Applied Genomics
BIOL-GA.1130
This course provides a comprehensive introduction to the analysis of next generation DNA sequence (NGS) data. Through a combination of lectures, hands-on computational training, discussions of scientific papers, and assignments using real data, students will learn the foundations of analytical methods, the computational skills to implement those methods, and the reasoning skills to critically assess the primary literature in genomics. The course will cover all commonly used NGS methods including genome sequence analysis, gene expression analysis and protein-nucleic acid interactions.

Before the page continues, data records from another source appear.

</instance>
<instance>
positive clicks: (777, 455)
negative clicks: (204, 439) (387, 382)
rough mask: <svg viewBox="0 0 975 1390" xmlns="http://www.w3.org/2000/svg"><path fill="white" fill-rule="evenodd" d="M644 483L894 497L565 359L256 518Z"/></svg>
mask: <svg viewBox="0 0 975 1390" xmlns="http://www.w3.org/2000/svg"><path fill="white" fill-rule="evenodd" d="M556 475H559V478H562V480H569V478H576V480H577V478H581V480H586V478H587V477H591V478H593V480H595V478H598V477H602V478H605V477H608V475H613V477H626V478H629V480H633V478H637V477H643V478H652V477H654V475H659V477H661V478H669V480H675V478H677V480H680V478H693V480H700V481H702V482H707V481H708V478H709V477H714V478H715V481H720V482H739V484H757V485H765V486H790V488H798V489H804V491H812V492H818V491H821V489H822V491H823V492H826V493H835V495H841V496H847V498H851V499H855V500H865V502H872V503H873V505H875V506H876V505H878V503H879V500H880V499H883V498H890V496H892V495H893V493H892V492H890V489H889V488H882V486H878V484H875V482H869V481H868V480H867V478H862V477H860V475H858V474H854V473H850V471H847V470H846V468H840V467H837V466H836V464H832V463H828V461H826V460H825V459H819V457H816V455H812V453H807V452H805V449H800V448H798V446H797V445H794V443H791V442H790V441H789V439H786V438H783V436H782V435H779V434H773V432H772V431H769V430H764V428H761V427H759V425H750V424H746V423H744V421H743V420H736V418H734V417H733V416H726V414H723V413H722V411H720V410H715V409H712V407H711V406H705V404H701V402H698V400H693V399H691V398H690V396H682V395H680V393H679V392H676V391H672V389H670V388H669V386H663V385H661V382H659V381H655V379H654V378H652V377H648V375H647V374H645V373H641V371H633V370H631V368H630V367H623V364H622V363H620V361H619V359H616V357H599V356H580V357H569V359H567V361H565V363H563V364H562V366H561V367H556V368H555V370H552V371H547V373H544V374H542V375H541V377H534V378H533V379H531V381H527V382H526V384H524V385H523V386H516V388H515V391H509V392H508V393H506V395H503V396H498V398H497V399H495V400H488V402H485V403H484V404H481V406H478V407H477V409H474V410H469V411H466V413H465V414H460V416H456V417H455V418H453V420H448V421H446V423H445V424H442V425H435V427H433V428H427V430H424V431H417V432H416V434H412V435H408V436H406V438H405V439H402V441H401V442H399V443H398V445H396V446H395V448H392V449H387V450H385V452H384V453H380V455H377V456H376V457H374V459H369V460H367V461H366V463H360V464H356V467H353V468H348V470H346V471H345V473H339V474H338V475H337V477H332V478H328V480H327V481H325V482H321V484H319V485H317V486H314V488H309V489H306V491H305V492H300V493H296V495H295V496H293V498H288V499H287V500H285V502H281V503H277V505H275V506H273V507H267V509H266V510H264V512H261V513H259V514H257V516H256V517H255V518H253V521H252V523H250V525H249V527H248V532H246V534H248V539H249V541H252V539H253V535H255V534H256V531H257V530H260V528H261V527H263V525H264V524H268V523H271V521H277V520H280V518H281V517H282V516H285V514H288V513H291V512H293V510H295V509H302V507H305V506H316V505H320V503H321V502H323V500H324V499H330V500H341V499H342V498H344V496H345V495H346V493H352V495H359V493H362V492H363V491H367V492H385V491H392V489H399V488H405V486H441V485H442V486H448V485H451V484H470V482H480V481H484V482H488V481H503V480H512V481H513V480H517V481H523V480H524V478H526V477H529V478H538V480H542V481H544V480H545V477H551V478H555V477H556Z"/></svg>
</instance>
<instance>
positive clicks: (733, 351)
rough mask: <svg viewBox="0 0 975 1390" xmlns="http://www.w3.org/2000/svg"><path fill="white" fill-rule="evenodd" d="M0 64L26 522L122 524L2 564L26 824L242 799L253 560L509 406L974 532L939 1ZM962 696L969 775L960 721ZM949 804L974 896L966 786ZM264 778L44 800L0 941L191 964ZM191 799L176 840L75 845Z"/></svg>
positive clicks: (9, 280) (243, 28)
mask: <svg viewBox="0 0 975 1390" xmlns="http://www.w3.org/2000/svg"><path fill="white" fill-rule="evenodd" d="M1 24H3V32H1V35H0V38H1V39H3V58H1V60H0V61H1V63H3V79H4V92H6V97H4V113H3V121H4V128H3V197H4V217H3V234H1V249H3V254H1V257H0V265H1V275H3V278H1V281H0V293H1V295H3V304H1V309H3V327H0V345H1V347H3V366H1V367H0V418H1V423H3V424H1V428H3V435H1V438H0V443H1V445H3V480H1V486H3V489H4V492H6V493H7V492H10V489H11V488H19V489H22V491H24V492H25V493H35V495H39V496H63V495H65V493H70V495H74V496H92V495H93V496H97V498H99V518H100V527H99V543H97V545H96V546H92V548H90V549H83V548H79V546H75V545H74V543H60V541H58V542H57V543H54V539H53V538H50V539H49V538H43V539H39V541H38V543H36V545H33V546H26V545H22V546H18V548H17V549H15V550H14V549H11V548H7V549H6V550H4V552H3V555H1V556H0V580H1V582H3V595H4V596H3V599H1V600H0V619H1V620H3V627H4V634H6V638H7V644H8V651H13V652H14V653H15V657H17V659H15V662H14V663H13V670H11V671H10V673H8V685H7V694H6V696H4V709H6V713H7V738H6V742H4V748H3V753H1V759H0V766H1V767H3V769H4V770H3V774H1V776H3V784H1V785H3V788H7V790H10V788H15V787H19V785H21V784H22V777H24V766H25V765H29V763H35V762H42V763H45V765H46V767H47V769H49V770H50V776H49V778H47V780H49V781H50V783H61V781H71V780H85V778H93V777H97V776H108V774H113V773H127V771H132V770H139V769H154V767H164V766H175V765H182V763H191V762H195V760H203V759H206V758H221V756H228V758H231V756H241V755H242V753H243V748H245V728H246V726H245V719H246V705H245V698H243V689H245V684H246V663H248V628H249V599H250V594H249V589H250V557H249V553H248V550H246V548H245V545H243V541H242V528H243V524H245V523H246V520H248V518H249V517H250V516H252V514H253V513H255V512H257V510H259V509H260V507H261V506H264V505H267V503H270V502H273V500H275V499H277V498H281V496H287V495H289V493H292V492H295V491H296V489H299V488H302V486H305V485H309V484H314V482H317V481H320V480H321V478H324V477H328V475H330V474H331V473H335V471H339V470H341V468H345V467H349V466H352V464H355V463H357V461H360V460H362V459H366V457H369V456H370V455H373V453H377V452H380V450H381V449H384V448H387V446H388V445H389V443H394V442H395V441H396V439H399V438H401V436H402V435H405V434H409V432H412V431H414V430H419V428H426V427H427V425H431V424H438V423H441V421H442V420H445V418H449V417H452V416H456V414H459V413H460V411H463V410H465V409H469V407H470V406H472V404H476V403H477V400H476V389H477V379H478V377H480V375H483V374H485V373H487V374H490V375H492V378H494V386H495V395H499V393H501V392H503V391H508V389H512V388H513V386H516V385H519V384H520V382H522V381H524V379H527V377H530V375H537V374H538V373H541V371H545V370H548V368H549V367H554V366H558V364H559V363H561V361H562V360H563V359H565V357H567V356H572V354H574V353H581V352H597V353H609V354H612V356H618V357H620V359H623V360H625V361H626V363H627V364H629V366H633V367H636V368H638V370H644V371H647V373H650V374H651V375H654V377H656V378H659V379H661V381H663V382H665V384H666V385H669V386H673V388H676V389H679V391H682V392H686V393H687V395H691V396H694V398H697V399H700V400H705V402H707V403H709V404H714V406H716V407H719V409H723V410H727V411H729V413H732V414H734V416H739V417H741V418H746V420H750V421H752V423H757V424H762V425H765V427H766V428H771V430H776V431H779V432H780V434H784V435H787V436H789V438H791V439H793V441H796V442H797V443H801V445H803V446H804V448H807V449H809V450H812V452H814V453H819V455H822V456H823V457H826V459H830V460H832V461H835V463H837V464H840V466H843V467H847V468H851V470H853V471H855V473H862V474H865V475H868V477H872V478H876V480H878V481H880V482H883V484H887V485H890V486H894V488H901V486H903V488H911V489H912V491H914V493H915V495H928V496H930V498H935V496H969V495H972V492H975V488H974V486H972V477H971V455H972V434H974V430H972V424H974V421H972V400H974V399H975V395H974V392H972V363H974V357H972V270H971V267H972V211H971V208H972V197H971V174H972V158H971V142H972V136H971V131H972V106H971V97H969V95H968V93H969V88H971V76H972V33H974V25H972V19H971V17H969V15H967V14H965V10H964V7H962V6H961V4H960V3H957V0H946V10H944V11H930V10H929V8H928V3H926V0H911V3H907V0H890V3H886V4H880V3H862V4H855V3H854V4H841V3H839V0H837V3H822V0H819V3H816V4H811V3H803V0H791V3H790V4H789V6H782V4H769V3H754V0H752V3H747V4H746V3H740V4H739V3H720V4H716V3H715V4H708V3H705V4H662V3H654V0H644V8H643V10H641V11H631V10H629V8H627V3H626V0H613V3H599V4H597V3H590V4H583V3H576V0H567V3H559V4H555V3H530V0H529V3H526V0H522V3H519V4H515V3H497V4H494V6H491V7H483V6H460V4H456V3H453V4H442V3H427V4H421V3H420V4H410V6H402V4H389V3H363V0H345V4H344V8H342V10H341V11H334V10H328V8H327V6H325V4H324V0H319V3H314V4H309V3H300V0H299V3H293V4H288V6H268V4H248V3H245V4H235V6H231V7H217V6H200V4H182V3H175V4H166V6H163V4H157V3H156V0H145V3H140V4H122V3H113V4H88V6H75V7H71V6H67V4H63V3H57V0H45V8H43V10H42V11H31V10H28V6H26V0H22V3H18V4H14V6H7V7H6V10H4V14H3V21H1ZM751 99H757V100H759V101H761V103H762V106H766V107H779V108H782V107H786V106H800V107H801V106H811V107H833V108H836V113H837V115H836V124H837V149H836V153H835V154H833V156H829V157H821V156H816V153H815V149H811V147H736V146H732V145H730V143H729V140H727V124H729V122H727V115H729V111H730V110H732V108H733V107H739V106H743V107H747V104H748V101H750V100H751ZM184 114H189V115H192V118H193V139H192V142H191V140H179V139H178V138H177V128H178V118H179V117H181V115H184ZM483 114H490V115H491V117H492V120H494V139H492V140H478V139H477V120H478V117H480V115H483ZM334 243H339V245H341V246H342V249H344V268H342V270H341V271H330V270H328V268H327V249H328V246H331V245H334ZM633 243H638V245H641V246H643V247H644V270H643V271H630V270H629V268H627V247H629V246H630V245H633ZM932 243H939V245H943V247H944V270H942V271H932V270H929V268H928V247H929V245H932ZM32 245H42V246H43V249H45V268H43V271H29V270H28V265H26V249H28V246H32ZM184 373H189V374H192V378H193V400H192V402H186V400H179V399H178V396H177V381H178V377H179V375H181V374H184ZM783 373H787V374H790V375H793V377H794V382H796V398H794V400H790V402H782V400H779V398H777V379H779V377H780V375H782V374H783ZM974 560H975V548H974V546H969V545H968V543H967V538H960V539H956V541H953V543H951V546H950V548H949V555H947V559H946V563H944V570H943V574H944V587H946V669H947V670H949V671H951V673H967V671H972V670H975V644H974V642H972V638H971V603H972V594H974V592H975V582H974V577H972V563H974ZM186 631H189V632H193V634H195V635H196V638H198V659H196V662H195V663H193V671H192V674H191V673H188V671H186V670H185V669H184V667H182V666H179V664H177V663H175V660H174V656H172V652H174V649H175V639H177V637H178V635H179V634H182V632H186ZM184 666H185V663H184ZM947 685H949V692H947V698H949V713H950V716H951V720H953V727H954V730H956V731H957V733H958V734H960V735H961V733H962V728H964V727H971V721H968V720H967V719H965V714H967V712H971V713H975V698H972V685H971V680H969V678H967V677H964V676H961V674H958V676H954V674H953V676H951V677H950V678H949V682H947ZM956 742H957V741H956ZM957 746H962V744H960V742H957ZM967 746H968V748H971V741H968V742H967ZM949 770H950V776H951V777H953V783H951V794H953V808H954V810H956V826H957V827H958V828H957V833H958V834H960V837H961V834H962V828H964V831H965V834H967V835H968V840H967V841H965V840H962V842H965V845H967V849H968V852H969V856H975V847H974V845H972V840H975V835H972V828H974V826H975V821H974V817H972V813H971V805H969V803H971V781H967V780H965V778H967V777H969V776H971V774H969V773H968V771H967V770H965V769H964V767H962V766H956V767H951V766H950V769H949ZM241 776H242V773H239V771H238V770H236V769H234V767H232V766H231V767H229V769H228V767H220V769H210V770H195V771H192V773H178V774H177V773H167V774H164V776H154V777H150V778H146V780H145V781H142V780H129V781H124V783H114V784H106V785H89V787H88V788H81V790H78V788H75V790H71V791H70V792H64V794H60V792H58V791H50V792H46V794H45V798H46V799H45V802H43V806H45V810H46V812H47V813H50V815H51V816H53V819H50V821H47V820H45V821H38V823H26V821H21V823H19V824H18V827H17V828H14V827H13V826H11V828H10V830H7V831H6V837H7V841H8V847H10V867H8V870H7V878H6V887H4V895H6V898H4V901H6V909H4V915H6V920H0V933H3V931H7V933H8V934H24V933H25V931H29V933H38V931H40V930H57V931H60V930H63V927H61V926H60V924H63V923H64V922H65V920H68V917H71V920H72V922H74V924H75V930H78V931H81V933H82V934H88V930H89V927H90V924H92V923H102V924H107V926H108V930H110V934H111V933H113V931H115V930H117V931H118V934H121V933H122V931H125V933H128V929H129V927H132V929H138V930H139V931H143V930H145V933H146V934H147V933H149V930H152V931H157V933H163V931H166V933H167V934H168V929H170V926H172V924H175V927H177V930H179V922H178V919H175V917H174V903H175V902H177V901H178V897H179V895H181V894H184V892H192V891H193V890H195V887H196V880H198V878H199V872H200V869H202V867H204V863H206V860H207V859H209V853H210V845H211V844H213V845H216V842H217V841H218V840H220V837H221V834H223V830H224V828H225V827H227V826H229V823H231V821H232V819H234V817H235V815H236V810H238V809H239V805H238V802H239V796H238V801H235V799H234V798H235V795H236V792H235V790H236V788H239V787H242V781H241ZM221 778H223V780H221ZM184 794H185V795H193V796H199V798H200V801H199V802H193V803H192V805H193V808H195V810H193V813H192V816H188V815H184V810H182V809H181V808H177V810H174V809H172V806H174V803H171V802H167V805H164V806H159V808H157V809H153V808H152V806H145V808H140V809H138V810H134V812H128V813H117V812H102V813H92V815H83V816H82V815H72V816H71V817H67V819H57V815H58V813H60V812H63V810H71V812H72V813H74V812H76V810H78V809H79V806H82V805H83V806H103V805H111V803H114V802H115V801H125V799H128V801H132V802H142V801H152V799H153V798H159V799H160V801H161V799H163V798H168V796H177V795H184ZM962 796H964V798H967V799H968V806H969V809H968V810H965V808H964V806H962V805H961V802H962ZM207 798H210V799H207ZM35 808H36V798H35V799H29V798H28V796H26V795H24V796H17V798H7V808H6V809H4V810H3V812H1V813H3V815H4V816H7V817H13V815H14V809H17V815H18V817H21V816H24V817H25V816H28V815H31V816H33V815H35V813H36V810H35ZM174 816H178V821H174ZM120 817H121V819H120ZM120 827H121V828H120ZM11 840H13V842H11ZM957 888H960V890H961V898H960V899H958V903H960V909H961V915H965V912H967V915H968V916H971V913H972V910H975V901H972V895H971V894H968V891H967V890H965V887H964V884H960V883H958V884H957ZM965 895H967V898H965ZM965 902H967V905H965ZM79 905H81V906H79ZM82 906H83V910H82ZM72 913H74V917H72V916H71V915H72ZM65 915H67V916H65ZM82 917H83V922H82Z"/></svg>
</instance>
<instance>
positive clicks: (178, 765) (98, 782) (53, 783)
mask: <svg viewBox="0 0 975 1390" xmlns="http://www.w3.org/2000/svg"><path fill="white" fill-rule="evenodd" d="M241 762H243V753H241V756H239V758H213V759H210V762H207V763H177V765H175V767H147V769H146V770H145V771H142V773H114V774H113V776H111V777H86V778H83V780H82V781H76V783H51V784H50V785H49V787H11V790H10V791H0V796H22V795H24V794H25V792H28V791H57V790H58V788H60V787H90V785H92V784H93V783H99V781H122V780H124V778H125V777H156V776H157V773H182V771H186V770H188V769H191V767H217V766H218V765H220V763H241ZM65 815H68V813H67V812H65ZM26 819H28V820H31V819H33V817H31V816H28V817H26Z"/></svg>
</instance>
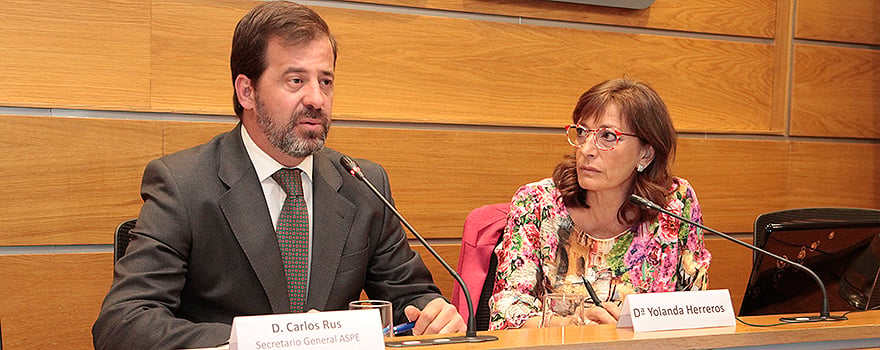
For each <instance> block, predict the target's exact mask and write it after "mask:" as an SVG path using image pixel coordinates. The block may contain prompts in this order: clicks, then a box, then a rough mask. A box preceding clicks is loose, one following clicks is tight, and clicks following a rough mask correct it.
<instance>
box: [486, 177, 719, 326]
mask: <svg viewBox="0 0 880 350" xmlns="http://www.w3.org/2000/svg"><path fill="white" fill-rule="evenodd" d="M671 190H672V193H671V194H670V196H669V202H668V203H667V204H666V208H667V209H669V210H670V211H672V212H674V213H676V214H679V215H682V216H684V217H686V218H689V219H691V220H693V221H696V222H699V223H702V213H701V212H700V204H699V203H698V202H697V197H696V195H695V194H694V190H693V188H692V187H691V185H690V184H689V183H688V182H687V181H686V180H684V179H681V178H676V179H675V181H674V182H673V186H672V188H671ZM495 254H496V255H497V256H498V270H497V275H496V281H495V290H494V293H493V295H492V298H491V299H490V300H489V306H490V309H491V321H490V325H489V328H490V329H505V328H519V327H521V326H522V324H523V323H525V321H526V320H527V319H529V318H531V317H533V316H539V315H540V314H541V296H543V295H544V294H545V293H575V294H583V295H586V294H587V292H586V289H585V287H584V285H583V282H582V276H583V278H586V279H587V280H588V281H590V283H591V284H592V285H593V287H594V288H595V289H596V293H597V294H598V297H599V298H600V299H603V301H621V300H623V298H624V297H626V295H628V294H630V293H649V292H668V291H684V290H703V289H706V283H707V281H708V274H707V271H708V268H709V260H710V259H711V257H712V255H711V254H710V253H709V251H708V250H706V247H705V246H704V244H703V234H702V230H701V229H699V228H696V227H693V226H691V225H688V224H686V223H679V221H678V220H677V219H675V218H673V217H670V216H668V215H666V214H663V213H660V215H659V216H658V217H657V219H656V220H654V221H652V222H647V223H644V224H642V225H639V226H638V227H632V228H630V229H627V230H626V231H624V232H621V233H620V235H618V236H617V237H614V238H610V239H604V240H599V239H594V238H592V237H591V236H590V235H589V232H586V233H584V232H580V230H579V229H578V228H577V227H573V224H572V221H571V217H570V216H569V215H568V210H567V209H566V208H565V205H564V204H562V200H561V198H560V193H559V191H558V190H557V189H556V186H555V185H554V184H553V180H552V179H549V178H548V179H544V180H541V181H539V182H535V183H531V184H528V185H525V186H523V187H521V188H520V189H519V190H518V191H517V193H516V195H514V197H513V200H512V202H511V204H510V214H509V216H508V218H507V226H506V227H505V228H504V237H503V239H502V242H501V244H500V245H499V246H498V247H496V248H495Z"/></svg>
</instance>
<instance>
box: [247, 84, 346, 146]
mask: <svg viewBox="0 0 880 350" xmlns="http://www.w3.org/2000/svg"><path fill="white" fill-rule="evenodd" d="M255 100H256V104H257V105H256V108H254V114H255V115H256V117H257V125H259V126H260V129H262V131H263V133H264V134H266V137H267V138H268V139H269V142H271V143H272V145H273V146H275V148H277V149H278V150H280V151H281V152H284V153H285V154H287V155H289V156H291V157H295V158H305V157H307V156H309V155H312V154H314V153H315V152H317V151H320V150H321V148H324V140H325V139H326V138H327V132H329V131H330V118H328V117H327V116H326V115H324V112H323V111H321V110H317V109H314V108H309V107H306V108H304V109H303V110H302V111H300V112H295V113H294V115H293V116H292V117H291V118H290V121H288V122H287V124H286V125H281V124H279V123H277V122H276V121H275V120H274V119H272V117H270V116H269V115H267V114H266V106H265V104H263V101H261V100H260V99H259V98H255ZM309 118H311V119H316V120H318V121H320V123H321V125H322V126H323V130H321V131H312V130H308V131H305V135H298V134H297V130H296V126H297V124H298V122H299V121H301V120H303V119H309Z"/></svg>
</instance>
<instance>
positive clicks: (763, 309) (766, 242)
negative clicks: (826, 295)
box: [739, 208, 880, 316]
mask: <svg viewBox="0 0 880 350" xmlns="http://www.w3.org/2000/svg"><path fill="white" fill-rule="evenodd" d="M878 235H880V210H875V209H862V208H802V209H791V210H783V211H777V212H772V213H766V214H762V215H760V216H758V218H757V219H756V220H755V231H754V244H755V245H756V246H758V247H761V248H764V249H766V250H767V251H770V252H771V253H774V254H777V255H780V256H782V257H785V258H787V259H789V260H791V261H794V262H797V263H799V264H801V265H804V266H806V267H807V268H809V269H811V270H813V272H815V273H816V274H817V275H818V276H819V278H820V279H821V280H822V281H823V283H824V285H825V288H826V291H827V295H828V303H829V308H830V310H831V311H845V310H853V309H855V307H854V306H853V305H851V302H850V301H849V300H846V299H847V298H844V297H841V291H840V281H841V279H842V277H843V275H844V273H845V272H846V271H847V269H848V268H849V267H850V265H851V264H852V263H853V261H855V260H856V258H857V257H858V256H860V255H862V254H863V253H864V252H865V251H866V250H867V248H868V246H869V245H870V244H871V241H873V240H874V239H875V238H876V237H877V236H878ZM821 303H822V295H821V290H820V288H819V286H818V285H817V284H816V282H815V280H813V279H812V278H811V277H810V276H809V275H808V274H807V273H806V272H804V271H802V270H800V269H797V268H795V267H793V266H790V265H788V264H784V263H782V262H780V261H777V260H776V259H774V258H772V257H769V256H766V255H763V254H760V253H758V252H755V253H754V255H753V257H752V271H751V275H750V276H749V283H748V286H747V287H746V291H745V295H744V296H743V302H742V305H741V306H740V311H739V315H740V316H749V315H766V314H789V313H809V312H817V311H819V310H821Z"/></svg>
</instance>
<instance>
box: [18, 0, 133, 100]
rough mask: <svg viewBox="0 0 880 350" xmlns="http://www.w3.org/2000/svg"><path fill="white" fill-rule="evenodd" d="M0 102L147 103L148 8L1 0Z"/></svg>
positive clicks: (85, 0)
mask: <svg viewBox="0 0 880 350" xmlns="http://www.w3.org/2000/svg"><path fill="white" fill-rule="evenodd" d="M2 7H3V20H2V21H0V38H2V40H0V72H3V74H0V86H3V89H2V90H0V105H12V106H31V107H59V106H63V107H69V108H76V107H80V108H90V109H117V110H144V109H146V108H147V107H149V99H148V96H149V95H148V94H149V87H150V81H149V79H150V77H149V65H150V52H149V45H150V23H149V21H150V8H149V3H148V2H143V1H140V0H119V1H112V2H111V1H96V0H71V1H27V0H4V1H3V2H2Z"/></svg>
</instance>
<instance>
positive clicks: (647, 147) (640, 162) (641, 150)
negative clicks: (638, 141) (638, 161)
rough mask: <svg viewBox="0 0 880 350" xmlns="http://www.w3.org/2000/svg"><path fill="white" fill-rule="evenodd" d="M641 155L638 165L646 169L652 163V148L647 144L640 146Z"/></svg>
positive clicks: (652, 146)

To gain practical expertise in executing bioinformatic analyses, students will undertake a series of assignments using real data. Students will also complete an individual project that integrates skills and concepts covered during the class and that is tailored to meet their background and training.
The course is designed for students with a background in biology who have some experience with statistical analyses using the R programming language. The course is also appropriate for computer science students with some biology background who wish to improve their skills in translating biological problems into computational approaches. The course is based on the premise that biological and computational research is now inextricably intertwined.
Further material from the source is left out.